Um Kommunikationsbarrieren zu überwinden, ist es wichtig, passende Instrumente zu nutzen. Eines dieser Instrumente ist das Johari-Fenster, ein psychologisches Modell, das es kennenzulernen lohnt. Mit seiner Hilfe können wir sowohl uns selbst als auch andere besser verstehen lernen. Es unterstützt uns dabei, unsere Beziehungen zu anderen Menschen zu verbessern und konstruktives Feedback zu geben und zu empfangen.
Die vier Felder des Johari-Fensters
Es wurde 1955 von den amerikanischen Psychologen Joseph Luft und Harry Ingham [1] entwickelt und trägt auf Basis seiner Entwickler seinen ungewöhnlichen Namen. Dieses Modell ist seit Jahrzehnten einer der führenden Ansätze zur Veranschaulichung von Diskrepanzen zwischen Selbst- und Fremdwahrnehmung einer Person.
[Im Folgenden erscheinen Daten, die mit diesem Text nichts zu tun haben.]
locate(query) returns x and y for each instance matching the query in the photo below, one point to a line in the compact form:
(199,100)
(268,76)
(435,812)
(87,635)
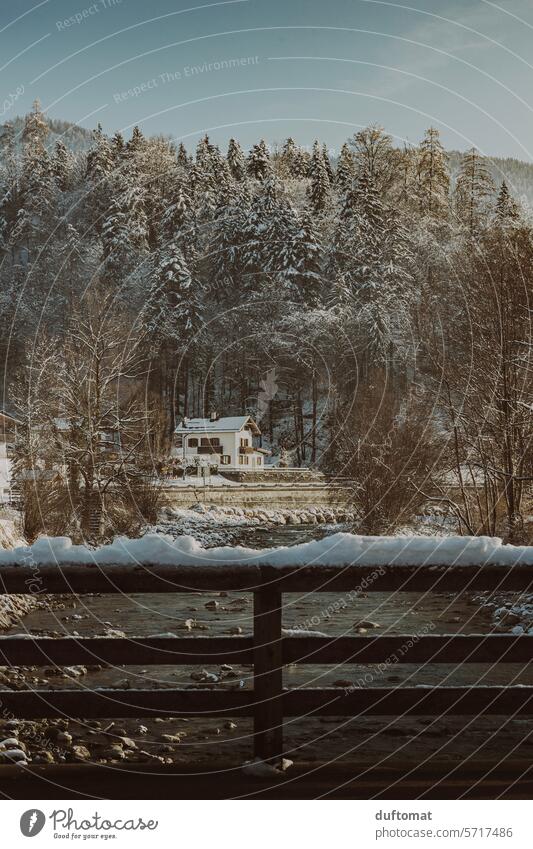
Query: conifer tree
(258,163)
(473,191)
(319,187)
(433,180)
(507,209)
(62,162)
(236,160)
(344,174)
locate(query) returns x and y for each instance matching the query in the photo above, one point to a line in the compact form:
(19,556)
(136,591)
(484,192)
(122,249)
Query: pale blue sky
(314,68)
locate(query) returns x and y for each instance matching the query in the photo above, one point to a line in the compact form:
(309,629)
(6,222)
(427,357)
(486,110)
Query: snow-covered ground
(338,549)
(12,607)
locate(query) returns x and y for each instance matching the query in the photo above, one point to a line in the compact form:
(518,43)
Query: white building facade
(226,442)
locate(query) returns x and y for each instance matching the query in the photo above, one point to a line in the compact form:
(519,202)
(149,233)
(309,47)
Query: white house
(8,432)
(227,442)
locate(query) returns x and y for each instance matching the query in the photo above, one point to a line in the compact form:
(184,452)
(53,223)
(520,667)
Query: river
(219,614)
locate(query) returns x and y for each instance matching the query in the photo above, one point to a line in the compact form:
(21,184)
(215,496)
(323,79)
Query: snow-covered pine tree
(433,179)
(125,230)
(118,148)
(236,160)
(299,262)
(173,308)
(62,163)
(39,194)
(318,190)
(135,144)
(100,167)
(258,163)
(374,156)
(300,164)
(473,191)
(10,201)
(345,172)
(372,266)
(507,209)
(327,163)
(182,157)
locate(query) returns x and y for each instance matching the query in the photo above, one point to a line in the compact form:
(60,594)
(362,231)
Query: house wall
(230,442)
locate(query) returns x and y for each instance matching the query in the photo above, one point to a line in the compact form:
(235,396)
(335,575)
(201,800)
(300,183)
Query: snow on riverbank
(214,525)
(338,549)
(12,607)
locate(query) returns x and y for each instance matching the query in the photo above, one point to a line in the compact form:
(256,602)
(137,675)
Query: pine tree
(287,157)
(258,164)
(99,170)
(374,156)
(124,232)
(433,180)
(473,190)
(327,163)
(62,162)
(319,187)
(136,143)
(182,158)
(507,209)
(372,262)
(173,310)
(118,148)
(10,200)
(300,164)
(236,160)
(299,262)
(345,172)
(39,194)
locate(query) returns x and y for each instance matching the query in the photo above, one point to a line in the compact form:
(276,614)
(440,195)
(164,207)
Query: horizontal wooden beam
(215,577)
(400,701)
(449,648)
(184,651)
(377,701)
(93,704)
(145,651)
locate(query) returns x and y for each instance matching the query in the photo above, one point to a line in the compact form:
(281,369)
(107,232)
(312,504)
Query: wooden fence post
(268,675)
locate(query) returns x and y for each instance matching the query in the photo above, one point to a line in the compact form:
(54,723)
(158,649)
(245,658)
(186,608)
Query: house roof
(7,415)
(231,424)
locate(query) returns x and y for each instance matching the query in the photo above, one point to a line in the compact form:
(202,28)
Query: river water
(221,614)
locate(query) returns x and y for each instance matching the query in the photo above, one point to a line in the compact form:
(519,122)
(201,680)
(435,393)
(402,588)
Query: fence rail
(268,650)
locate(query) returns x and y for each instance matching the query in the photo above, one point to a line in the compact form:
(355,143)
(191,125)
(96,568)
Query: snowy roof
(229,423)
(7,415)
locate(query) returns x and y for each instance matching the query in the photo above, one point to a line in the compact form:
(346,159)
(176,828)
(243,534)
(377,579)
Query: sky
(273,68)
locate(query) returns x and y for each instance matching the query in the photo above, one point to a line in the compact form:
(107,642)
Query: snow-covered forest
(382,308)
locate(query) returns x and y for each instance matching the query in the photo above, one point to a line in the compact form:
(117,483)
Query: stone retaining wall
(273,497)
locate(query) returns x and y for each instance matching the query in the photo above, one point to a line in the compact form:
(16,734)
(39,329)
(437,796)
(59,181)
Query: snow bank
(13,607)
(339,549)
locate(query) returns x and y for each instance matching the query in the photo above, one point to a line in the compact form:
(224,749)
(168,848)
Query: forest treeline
(391,304)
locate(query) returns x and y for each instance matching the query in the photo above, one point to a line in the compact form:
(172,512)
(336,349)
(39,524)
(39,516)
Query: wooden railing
(268,649)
Die Diskrepanzen werden daher übersichtlich in vier Bereichen dargestellt:
- Öffentlich: Dieses Merkmal umfasst alle Eigenschaften, die uns selbst und anderen bekannt sind. Es bezieht sich auf Charakterzüge, die offenbart werden und von anderen beobachtet werden können.
- Geheim: Das ist alles, was wir nicht von uns offenbaren. Diese Merkmale sind unserem Ich bekannt, werden aber nach außen bewusst oder unbewusst verborgen.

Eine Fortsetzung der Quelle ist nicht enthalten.